The Declaration Of Winedependence

Champagne. Chianti. Chablis. Rioja. Sometimes we forget that these are more than just the names of wines, but also the names of the regions the wines come from.

A wine's taste is a reflection of the land the grapes are grown on, and while certain tastes from certain regions are well-respected, there are those who believe that the place and origin of wine is still not respected enough. Yesterday in New York City, a select group braved the wind and rain to discuss this issue.

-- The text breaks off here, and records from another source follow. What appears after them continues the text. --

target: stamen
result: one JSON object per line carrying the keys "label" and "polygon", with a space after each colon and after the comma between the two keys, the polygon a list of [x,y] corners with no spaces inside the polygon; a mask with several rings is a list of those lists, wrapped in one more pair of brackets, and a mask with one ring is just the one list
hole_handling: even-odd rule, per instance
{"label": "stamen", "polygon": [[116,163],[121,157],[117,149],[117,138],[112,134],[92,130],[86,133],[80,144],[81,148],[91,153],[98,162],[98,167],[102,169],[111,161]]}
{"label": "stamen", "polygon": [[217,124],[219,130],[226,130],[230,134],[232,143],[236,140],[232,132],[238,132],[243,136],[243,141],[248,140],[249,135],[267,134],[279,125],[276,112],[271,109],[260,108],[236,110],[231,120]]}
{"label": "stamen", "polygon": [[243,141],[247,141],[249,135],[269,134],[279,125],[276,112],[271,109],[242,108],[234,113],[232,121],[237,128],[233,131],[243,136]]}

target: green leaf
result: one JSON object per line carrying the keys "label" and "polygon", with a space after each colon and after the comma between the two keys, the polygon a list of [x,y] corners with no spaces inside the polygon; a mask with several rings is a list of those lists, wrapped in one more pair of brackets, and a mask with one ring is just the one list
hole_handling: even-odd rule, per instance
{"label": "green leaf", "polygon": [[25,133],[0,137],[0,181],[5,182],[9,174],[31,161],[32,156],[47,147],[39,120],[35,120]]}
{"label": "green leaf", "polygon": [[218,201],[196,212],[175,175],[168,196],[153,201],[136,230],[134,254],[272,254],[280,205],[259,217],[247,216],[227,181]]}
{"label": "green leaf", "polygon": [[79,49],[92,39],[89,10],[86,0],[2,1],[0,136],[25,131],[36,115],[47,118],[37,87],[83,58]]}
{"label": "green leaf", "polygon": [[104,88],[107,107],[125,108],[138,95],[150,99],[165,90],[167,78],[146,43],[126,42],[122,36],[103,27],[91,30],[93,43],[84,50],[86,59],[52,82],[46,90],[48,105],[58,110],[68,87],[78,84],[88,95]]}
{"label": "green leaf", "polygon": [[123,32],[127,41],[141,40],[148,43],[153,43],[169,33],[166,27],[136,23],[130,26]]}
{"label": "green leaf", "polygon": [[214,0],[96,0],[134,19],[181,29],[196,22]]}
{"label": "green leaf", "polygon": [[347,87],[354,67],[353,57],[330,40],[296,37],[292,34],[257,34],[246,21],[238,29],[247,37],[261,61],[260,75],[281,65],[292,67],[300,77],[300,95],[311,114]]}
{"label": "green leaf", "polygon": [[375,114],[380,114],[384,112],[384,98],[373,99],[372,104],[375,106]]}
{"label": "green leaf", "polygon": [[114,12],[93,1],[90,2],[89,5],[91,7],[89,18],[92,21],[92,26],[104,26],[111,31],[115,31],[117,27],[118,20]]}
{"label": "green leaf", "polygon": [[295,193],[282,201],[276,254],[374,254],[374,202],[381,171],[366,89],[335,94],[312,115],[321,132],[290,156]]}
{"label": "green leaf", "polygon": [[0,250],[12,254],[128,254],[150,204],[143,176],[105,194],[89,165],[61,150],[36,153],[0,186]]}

The gathering was held under the exposed lightbulbs of Tom Colicchio's Craft Restaurant and hosted by the organizers behind the Declaration to Protect Wine Place & Origin. Colicchio, Daniel Boulud, Ferran AdriĆ  and 6o major chefs and sommeliers have signed a petition backing the declaration, which dates back to July of 2005. It was initially signed by six wine regions: Champagne (France); Jerez (Spain); Napa Valley; Oregon; Porto (Portugal); and Walla Walla, Washington. Yesterday's announcements added new regions Chianti (Italy), Long Island and Western Australia, and focused on improving regional IDs on American wine labels.

A few highlights:

  • Rob Autry of Public Opinion Strategies released the results of a poll conducted this past September, which stated that "79 percent [of U.S. consumers] consider the region where a wine comes from an important factor when buying a bottle of wine."
  • Porto's representative, Paulo Russell-Pinto, expressed his opinion that wine made in the United States has improved greatly in quality over the last 30 years, and thus producers from such respected wine regions as Napa and Walla Walla have all the more reason to protect their names and places of origin.
  • Bruno Paillard of Paillard Champagne also expressed his respect for American wine, adding that high quality can leads to increased threat of imitation. He suggested that American wine regions have to be protected, similar to Champagne.

While certain steps against wine fraud have been taken globally, the United States is behind on labeling regulations, according to those at the conference.